The special focus of Dion Fortune’s magical work with Isis had to do with the moon cycles as reflected in women and which she believed offered healing to men. She taught that women and men must awaken to the natural magic of the cycles which are an integral part of our lives; that we must open ourselves to the flux and reflux power of the Moon Goddess in order to bring balance and spiritual healing to our souls and to our lives.

Dion Fortune in her school girl days
Dion Fortune in her school girl days

To Dion, the Great Goddess Isis is both the source and the Divine teacher of this esoteric knowledge of balance. She is the universal Divine Feminine and She is the Goddess of the Moon, which was at the time THE essential symbol of femaleness.

Dion Fortune’s books, The Sea Priestess and Moon Magic, are about the awakening of a man to Isis via Her priestess, Dion’s alter ego, the priestess Vivian LeFay Morgan (yeah, I know…). But these novels are arguably the best—and perhaps the only—novels about real magic ever. Other novels fantasize the magic. Dion doesn’t. She simply tells you what she is perceiving on the astral. What’s more, she intended the reading of the novels to be a sort of initiation to Isis. And so they have been for more than a few priestesses of Isis that I know.

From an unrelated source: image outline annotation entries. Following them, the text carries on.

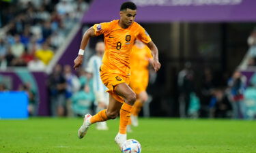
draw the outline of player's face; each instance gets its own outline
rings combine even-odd
[[[126,26],[130,26],[134,21],[137,14],[137,10],[126,9],[126,10],[120,12],[120,20]]]
[[[97,43],[95,50],[97,52],[103,53],[105,50],[105,44],[104,44],[104,42]]]

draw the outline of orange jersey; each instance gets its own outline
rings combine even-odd
[[[130,54],[130,86],[136,94],[145,91],[149,80],[149,59],[153,58],[147,46],[139,48],[134,46]]]
[[[127,29],[119,25],[119,20],[96,24],[93,26],[96,35],[104,35],[105,52],[102,68],[104,73],[119,74],[125,77],[130,75],[130,55],[134,41],[138,39],[145,44],[151,38],[145,29],[134,22]]]

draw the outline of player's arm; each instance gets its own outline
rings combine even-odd
[[[89,39],[91,37],[95,37],[95,36],[96,35],[95,35],[94,29],[93,29],[93,27],[89,28],[88,30],[85,31],[85,34],[83,34],[82,41],[80,46],[79,55],[77,56],[76,59],[74,59],[74,68],[75,69],[76,69],[78,67],[79,67],[82,65],[83,60],[83,54],[85,52],[84,49],[87,46]]]
[[[152,41],[147,44],[147,47],[151,50],[151,54],[153,56],[153,62],[152,63],[155,71],[158,71],[161,67],[161,64],[159,63],[158,59],[158,49]]]

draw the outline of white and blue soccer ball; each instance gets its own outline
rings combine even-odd
[[[139,142],[135,139],[128,139],[124,144],[122,149],[122,153],[141,153],[141,146]]]

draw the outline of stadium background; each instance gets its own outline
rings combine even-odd
[[[52,116],[51,103],[54,101],[51,101],[51,89],[47,84],[49,75],[57,64],[72,67],[84,31],[96,22],[117,19],[119,7],[124,1],[0,1],[0,90],[33,93],[34,111],[31,115]],[[181,95],[195,93],[195,110],[191,106],[194,114],[188,115],[189,117],[231,118],[234,102],[223,99],[232,96],[229,91],[233,86],[229,86],[228,80],[238,69],[246,77],[244,84],[240,86],[246,85],[252,89],[253,95],[256,93],[253,90],[254,55],[250,54],[255,40],[253,44],[247,42],[250,35],[256,39],[253,34],[255,1],[132,1],[138,5],[136,21],[143,25],[158,46],[162,64],[156,75],[151,73],[148,92],[152,99],[144,115],[184,117],[180,113]],[[14,52],[17,37],[23,46],[21,53]],[[102,39],[94,38],[90,41],[83,67],[94,52],[96,42]],[[54,55],[41,69],[29,67],[29,63],[35,56],[41,58],[36,52],[45,44]],[[179,72],[185,65],[190,65],[193,75],[187,84],[183,84],[188,86],[186,87],[178,84]],[[81,75],[73,69],[72,73]],[[209,75],[210,81],[206,79]],[[210,93],[205,95],[205,90]],[[244,97],[245,92],[242,93]],[[249,100],[251,105],[247,109],[250,115],[239,118],[255,118],[256,99]],[[63,115],[70,114],[66,111]]]

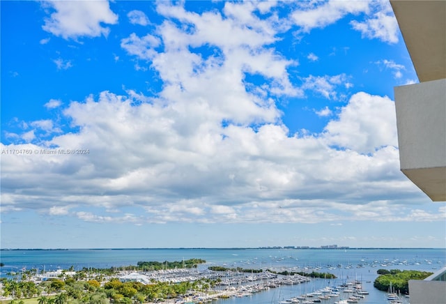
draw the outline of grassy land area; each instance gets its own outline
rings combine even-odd
[[[11,303],[13,300],[2,300],[0,301],[0,304],[9,304]],[[37,304],[38,302],[38,298],[19,298],[15,299],[14,303],[15,304],[18,304],[20,301],[22,301],[24,304]]]

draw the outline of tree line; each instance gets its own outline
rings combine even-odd
[[[383,291],[409,293],[409,280],[424,280],[433,273],[420,271],[400,271],[399,269],[378,269],[380,275],[374,282],[374,287]],[[390,289],[390,286],[392,289]]]

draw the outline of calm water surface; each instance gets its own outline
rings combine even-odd
[[[111,268],[136,265],[140,261],[180,261],[191,258],[206,260],[200,268],[226,267],[302,271],[334,274],[336,280],[316,279],[300,285],[283,286],[243,298],[219,300],[219,304],[277,303],[303,293],[345,281],[358,280],[369,292],[362,303],[386,303],[385,293],[373,287],[380,268],[422,270],[435,272],[446,266],[446,249],[106,249],[68,250],[1,250],[4,264],[0,275],[24,267],[46,271],[83,267]],[[342,296],[342,293],[341,293]],[[332,304],[332,299],[325,301]]]

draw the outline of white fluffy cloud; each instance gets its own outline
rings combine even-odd
[[[330,144],[360,153],[397,146],[394,105],[387,97],[358,93],[341,109],[339,119],[325,127]]]
[[[141,10],[131,10],[127,14],[129,21],[132,24],[146,26],[149,24],[148,17]]]
[[[5,204],[18,208],[29,202],[31,207],[39,193],[43,201],[31,208],[48,208],[58,215],[72,212],[93,222],[116,218],[76,206],[143,208],[141,216],[119,218],[132,223],[178,218],[316,222],[337,220],[346,204],[367,205],[364,197],[384,199],[412,189],[399,171],[394,109],[387,98],[357,93],[324,133],[296,137],[273,122],[256,130],[223,126],[221,109],[203,97],[180,96],[182,100],[149,102],[139,96],[144,102],[132,105],[134,94],[102,92],[97,100],[72,102],[65,114],[80,132],[55,136],[49,144],[88,149],[89,154],[3,158],[2,187],[27,189]],[[61,197],[69,198],[72,211],[63,208],[68,201],[61,202]]]
[[[382,41],[397,43],[399,29],[390,3],[378,2],[380,10],[363,22],[353,20],[351,24],[354,29],[369,38],[378,38]]]
[[[52,2],[56,13],[44,29],[75,39],[107,35],[101,24],[117,22],[107,2],[78,3]],[[36,142],[46,132],[39,145],[2,144],[38,151],[2,158],[2,210],[94,222],[318,222],[377,218],[385,199],[397,204],[417,193],[399,169],[393,102],[364,92],[339,96],[337,89],[351,86],[342,73],[302,75],[297,87],[289,70],[298,63],[271,45],[284,26],[274,14],[258,17],[275,4],[226,2],[222,12],[200,15],[159,2],[167,19],[156,31],[121,38],[121,47],[138,68],[157,72],[161,91],[105,91],[63,109],[49,100],[45,107],[60,109],[73,131],[49,137],[57,124],[38,120],[22,137]],[[293,18],[305,31],[369,10],[367,1],[301,5],[310,7]],[[253,86],[249,75],[264,84]],[[334,119],[321,133],[292,135],[277,103],[309,90],[339,102],[334,113],[316,112]]]
[[[64,39],[107,36],[110,29],[101,24],[118,22],[107,1],[48,1],[45,3],[56,11],[45,20],[42,28]]]

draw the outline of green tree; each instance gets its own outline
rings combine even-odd
[[[48,298],[47,298],[45,296],[42,296],[38,298],[37,303],[38,304],[47,304],[47,301],[48,301]]]

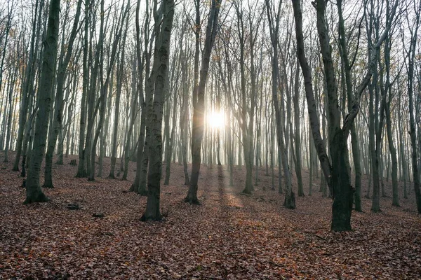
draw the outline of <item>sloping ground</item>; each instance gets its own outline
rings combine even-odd
[[[14,158],[12,153],[11,158]],[[25,190],[11,163],[0,170],[0,279],[419,279],[421,218],[413,190],[401,207],[382,198],[383,210],[353,213],[350,232],[329,230],[330,200],[318,186],[297,197],[296,210],[269,190],[260,172],[251,196],[242,195],[245,169],[234,186],[225,167],[202,167],[200,206],[187,194],[182,167],[172,164],[161,188],[162,222],[142,223],[146,197],[126,192],[132,181],[75,178],[76,167],[54,165],[52,201],[22,205]],[[0,157],[2,162],[3,158]],[[109,159],[105,159],[108,174]],[[134,176],[131,163],[129,178]],[[308,185],[308,174],[304,174]],[[277,180],[277,178],[276,178]],[[262,190],[263,186],[266,190]],[[387,190],[391,194],[390,186]],[[295,188],[296,186],[295,185]],[[306,194],[308,190],[306,189]],[[365,191],[363,192],[365,194]],[[76,203],[80,210],[69,210]],[[103,213],[105,218],[93,214]]]

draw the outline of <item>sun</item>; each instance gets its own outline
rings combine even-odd
[[[208,116],[208,122],[213,128],[221,128],[225,124],[225,118],[223,111],[212,111]]]

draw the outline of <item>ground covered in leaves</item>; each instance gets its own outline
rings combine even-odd
[[[371,214],[370,200],[363,198],[365,212],[353,213],[354,230],[335,233],[330,231],[331,200],[321,197],[318,186],[312,196],[297,197],[297,209],[288,210],[282,206],[283,195],[270,190],[272,178],[264,169],[255,192],[242,195],[244,167],[236,167],[234,186],[229,187],[226,167],[203,166],[201,205],[189,205],[182,202],[187,191],[182,167],[173,164],[170,186],[161,188],[164,220],[143,223],[146,197],[127,192],[134,163],[128,181],[108,179],[107,158],[104,178],[88,182],[74,178],[77,167],[69,162],[76,158],[54,164],[55,188],[44,190],[52,200],[30,205],[22,204],[25,191],[19,172],[11,171],[12,163],[1,164],[0,279],[421,276],[421,218],[413,190],[408,199],[401,198],[401,207],[382,197],[379,214]],[[308,173],[304,178],[307,195]],[[386,190],[391,195],[387,182]],[[69,204],[80,209],[68,209]],[[93,216],[98,214],[104,217]]]

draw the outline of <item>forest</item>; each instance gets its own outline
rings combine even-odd
[[[421,0],[0,0],[0,279],[421,276]]]

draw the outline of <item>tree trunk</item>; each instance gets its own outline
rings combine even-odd
[[[190,204],[199,204],[197,199],[197,185],[200,172],[201,144],[203,139],[204,109],[205,109],[205,87],[208,78],[209,62],[212,47],[218,31],[218,18],[222,0],[212,0],[210,11],[206,27],[205,47],[203,52],[200,80],[197,86],[197,92],[193,90],[193,125],[192,130],[192,179],[189,192],[185,199]],[[199,4],[197,4],[199,5]],[[197,48],[197,46],[196,46]],[[196,48],[196,51],[199,50]],[[196,85],[196,81],[195,81]]]
[[[154,2],[156,10],[157,3]],[[158,24],[159,18],[155,15],[155,54],[152,72],[156,73],[155,80],[153,110],[150,118],[151,143],[149,145],[149,164],[147,175],[147,201],[142,220],[160,220],[162,218],[160,209],[161,174],[162,166],[162,114],[163,92],[166,79],[168,78],[168,65],[170,55],[170,40],[173,19],[174,17],[174,1],[163,0],[162,2],[163,19],[162,27]],[[159,38],[159,39],[158,39]]]
[[[48,117],[51,106],[53,83],[57,56],[59,15],[60,0],[51,0],[44,42],[43,67],[39,80],[40,88],[38,95],[39,108],[35,122],[35,136],[27,181],[27,198],[24,204],[48,201],[39,185],[39,173],[46,150]]]

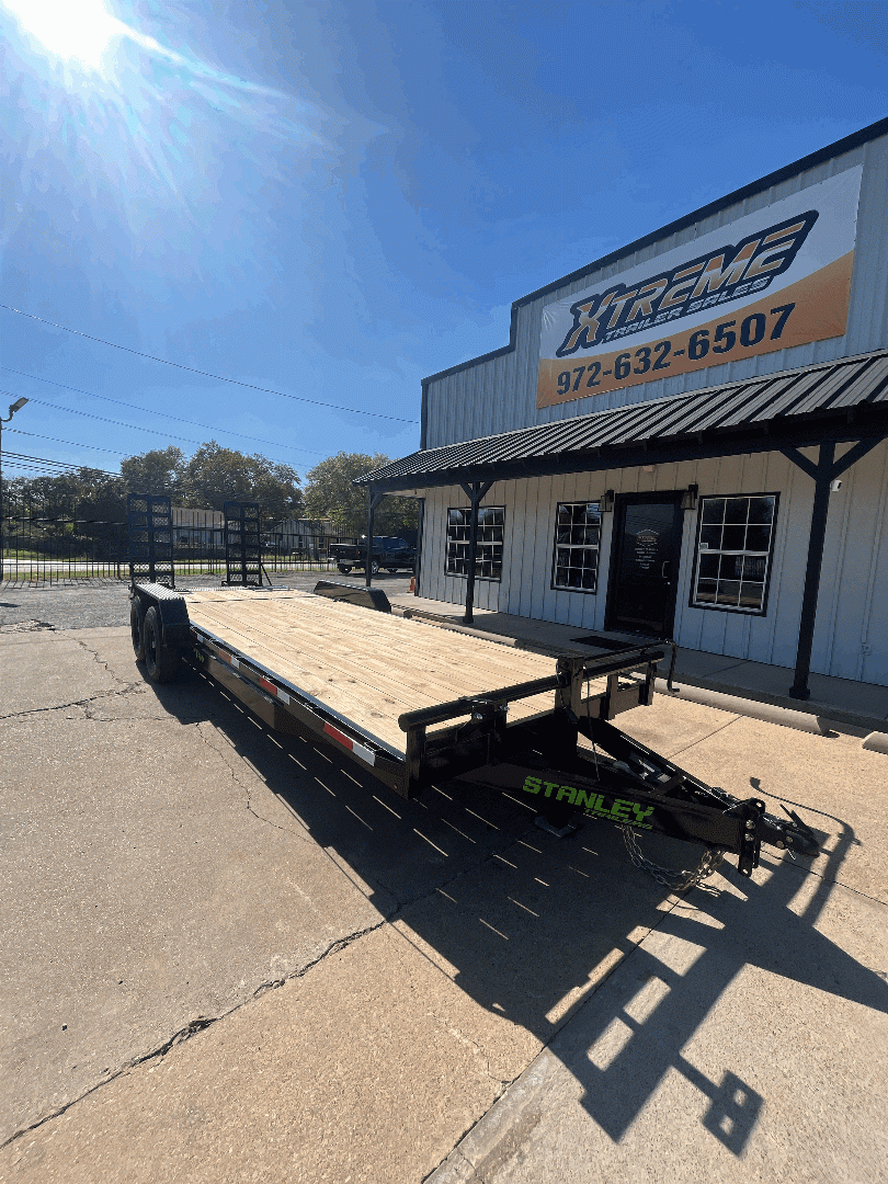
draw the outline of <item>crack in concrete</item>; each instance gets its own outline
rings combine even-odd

Cover art for Fortune's Moon Magic, 1981 edition
Cover art for Fortune’s The Sea Priestess, 1981 edition

Dion Fortune was extremely influential and deeply involved in the occultism of her day. She continues to have influence even today for the Society of the Inner Light (founded as the Community of the Inner Light) that she founded continues to teach students to this day. A modern day Mystery school, the Servants of the Light, continues Dion’s legacy, having developed from the Society of the Inner Light.

Her biographer, Alan Richardson, opines that, “she was never more true to herself or more potent on magical levels, or more influential within the world, than when she assumed the qualities of the Great Goddess herself, when she became priestess of Isis.” (Alan Richardson, Priestess: the Life and Magic of Dion Fortune)

Just as we who love Isis today are heirs of an ancient tradition with its roots in Egypt, so we are part of a continuing line of priestesses and priests, including some who are much closer to us in time than the priestesses and priests of 1500 BCE. Perhaps someday our own daughters, sons, and students will be among those who carry Her name and magic into the future as well.